The vibration of the screen can be generated by several means, e.g. eccentric rotation of a shaft, rotation of unbalanced weights or electromagnetic devices. In general, lower frequencies and greater amplitudes are used for the screening of coarser particles. Any element of the screen surface will describe an orbital motion in a plane at right angles to the screen surface.
The form of the vibration may be modified to suit the particular screening application. At its simplest, the motion is circular. However, it is also possible to design the motion to be elliptical or linear with an axis at an inclination to the screening surface which either favours transport of material (throw) or opposes transport. A positive 'throw' increases oversize transport rate and opposes 'pegging' but may impair screening efficiency by reducing the retention time of nearsize material on the deck. Alternatively, a reverse throw will reduce capacity but improve efficiency by retaining nearsize and oversize on the deck. For these reasons a great variety of vibrating screens are available, many of which are fitted with means of adjusting frequency, amplitude and direction of the motion. The position of the activator relative to the screen surface is also a variable and screens are available for which the direction of the motion changes as material progresses along the deck. The most benefit is usually obtained by employing a positive throw at the feed end, changing to reverse throw at the discharge end.
It also follows from the above discussion that material may be retained on the deck by reducing the angle of inclination of the screen. This will result in better utilization of the available screening area if applied only to the sizing of the nearsize fraction. Multiple-slope screens, sometimes referred to as 'banana-screens', are now constructed to take advantage of this fact in which the deck is formed of several elements of progressively reducing inclination.
A further convenience of the vibrating screen is that the frame may be fitted with single, double, triple or even four decks to facilitate the simultaneous production of several particle size ranges. Clearly the screen area will be determined by the capacity of the deck having the smallest aperture size and the decks will usually be arranged in order of decreasing aperture size to minimize wear of the more fragile surfaces. Individual decks may be divided, that is comprise mats of two differing apertures or blank to act as a chute to transfer material within the frame.

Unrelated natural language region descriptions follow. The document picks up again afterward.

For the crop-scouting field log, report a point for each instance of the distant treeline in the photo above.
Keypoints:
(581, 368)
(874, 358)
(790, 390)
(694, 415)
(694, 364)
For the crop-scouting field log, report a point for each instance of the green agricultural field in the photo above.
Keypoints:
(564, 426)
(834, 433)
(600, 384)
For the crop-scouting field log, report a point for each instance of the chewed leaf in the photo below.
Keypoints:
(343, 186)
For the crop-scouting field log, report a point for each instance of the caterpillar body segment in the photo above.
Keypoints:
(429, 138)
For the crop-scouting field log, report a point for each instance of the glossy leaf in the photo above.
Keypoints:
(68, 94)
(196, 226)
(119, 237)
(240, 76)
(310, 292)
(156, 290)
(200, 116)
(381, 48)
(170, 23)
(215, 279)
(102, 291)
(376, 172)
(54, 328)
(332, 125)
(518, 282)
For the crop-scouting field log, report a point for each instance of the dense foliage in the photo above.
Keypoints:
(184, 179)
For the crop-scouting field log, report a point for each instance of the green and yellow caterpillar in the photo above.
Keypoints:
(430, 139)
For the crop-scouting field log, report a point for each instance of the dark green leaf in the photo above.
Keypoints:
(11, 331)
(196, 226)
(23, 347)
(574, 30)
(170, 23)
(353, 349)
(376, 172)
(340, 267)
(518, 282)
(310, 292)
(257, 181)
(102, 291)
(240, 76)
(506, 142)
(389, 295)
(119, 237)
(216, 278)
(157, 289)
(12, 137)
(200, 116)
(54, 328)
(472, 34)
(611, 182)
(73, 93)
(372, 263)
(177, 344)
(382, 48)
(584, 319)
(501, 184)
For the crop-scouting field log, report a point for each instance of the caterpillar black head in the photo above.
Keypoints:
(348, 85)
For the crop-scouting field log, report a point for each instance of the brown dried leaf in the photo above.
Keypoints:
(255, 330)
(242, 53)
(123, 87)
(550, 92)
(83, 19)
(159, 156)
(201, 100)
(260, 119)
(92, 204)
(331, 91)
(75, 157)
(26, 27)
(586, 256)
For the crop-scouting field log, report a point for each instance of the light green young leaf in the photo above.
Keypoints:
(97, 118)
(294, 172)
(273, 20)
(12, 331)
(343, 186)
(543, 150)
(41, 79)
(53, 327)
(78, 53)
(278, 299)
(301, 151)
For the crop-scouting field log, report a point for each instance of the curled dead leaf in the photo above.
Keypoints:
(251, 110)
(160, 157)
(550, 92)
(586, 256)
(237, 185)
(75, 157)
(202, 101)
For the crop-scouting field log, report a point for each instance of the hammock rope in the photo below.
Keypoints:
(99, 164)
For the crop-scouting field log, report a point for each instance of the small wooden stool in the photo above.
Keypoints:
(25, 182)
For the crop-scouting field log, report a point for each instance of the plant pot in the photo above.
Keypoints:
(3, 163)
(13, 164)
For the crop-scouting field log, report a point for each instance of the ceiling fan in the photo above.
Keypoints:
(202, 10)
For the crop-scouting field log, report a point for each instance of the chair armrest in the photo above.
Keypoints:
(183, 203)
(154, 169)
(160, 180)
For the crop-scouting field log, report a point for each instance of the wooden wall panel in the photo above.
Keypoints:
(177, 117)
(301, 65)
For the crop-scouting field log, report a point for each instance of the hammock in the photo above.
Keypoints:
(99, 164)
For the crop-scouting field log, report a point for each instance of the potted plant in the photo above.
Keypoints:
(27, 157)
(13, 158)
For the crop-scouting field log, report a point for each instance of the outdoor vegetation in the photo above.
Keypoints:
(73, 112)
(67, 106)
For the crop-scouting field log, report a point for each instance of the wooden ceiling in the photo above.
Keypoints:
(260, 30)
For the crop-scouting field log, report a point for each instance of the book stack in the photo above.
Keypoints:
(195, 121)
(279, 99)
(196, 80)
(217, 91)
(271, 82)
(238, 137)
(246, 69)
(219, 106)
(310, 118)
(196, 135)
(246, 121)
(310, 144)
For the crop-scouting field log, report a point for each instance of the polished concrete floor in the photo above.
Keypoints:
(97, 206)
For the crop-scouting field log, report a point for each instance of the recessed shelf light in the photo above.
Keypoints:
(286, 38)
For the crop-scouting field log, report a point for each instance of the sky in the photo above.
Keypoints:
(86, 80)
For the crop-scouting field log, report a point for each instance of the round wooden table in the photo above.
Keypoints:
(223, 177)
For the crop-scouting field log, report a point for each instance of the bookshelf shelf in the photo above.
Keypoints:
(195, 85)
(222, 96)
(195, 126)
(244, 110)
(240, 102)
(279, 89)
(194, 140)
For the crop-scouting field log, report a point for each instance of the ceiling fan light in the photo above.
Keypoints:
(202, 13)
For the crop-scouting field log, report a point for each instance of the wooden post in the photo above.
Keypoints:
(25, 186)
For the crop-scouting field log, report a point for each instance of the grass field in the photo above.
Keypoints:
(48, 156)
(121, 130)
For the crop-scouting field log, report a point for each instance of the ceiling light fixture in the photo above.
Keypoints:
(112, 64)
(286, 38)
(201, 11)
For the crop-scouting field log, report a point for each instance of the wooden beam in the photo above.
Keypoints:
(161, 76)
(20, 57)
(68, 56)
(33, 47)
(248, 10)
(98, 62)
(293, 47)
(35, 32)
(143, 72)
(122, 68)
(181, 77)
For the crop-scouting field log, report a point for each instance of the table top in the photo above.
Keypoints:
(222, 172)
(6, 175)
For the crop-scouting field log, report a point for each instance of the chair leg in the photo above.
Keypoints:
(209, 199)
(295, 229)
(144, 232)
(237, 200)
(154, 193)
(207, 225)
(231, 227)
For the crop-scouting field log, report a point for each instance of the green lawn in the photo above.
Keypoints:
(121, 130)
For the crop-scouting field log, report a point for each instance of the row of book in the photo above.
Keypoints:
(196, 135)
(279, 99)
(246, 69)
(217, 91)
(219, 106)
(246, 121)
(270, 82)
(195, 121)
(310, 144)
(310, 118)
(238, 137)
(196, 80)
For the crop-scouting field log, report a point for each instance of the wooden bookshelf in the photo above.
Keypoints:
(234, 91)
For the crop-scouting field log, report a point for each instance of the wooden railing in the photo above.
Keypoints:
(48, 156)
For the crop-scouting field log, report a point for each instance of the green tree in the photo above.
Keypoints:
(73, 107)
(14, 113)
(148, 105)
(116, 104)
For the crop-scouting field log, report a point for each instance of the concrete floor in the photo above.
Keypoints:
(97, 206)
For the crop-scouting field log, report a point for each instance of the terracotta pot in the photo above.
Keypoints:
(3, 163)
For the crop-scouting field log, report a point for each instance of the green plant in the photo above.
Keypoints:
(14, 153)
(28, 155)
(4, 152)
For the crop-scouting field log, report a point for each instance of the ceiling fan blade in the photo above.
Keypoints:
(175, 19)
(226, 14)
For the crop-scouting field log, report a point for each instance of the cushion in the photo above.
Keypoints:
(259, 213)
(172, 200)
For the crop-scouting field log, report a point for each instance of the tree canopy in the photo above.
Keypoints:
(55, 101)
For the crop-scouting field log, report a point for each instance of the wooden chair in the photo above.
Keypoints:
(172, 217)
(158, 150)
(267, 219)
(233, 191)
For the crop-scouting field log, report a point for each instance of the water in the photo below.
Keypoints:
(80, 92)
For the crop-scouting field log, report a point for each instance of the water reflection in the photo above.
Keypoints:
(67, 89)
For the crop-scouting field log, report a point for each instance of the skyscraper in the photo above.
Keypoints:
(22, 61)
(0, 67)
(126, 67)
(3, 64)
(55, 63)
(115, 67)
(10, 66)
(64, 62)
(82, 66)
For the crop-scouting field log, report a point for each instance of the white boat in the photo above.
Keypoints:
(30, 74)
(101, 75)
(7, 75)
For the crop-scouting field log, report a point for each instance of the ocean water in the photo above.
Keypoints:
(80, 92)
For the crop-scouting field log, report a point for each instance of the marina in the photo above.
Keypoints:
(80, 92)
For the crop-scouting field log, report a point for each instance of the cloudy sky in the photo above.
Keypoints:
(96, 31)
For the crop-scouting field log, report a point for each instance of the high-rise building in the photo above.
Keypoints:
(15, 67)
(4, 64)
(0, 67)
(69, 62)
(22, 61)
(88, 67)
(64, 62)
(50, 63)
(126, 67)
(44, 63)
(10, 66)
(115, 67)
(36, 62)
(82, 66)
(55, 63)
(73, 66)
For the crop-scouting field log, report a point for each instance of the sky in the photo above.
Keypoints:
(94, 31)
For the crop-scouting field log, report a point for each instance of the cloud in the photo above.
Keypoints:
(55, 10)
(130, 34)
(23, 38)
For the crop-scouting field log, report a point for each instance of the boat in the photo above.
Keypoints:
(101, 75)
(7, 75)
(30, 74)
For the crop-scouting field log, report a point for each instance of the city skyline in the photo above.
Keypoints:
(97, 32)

The presence of moisture in the feed material to a vibrating screen is especially detrimental to screen performance in that it induces blinding and retards segregation of the fines. Since drying of the feed is usually too costly, a simple remedy is to destroy the cohesion of the particles by further addition of water; a process referred to as 'wet screening'. The water is added through spray bars located above the deck. This practice is most effective when screening in the range 1 to 10ram and the screen undertow proceeds directly to classifiers.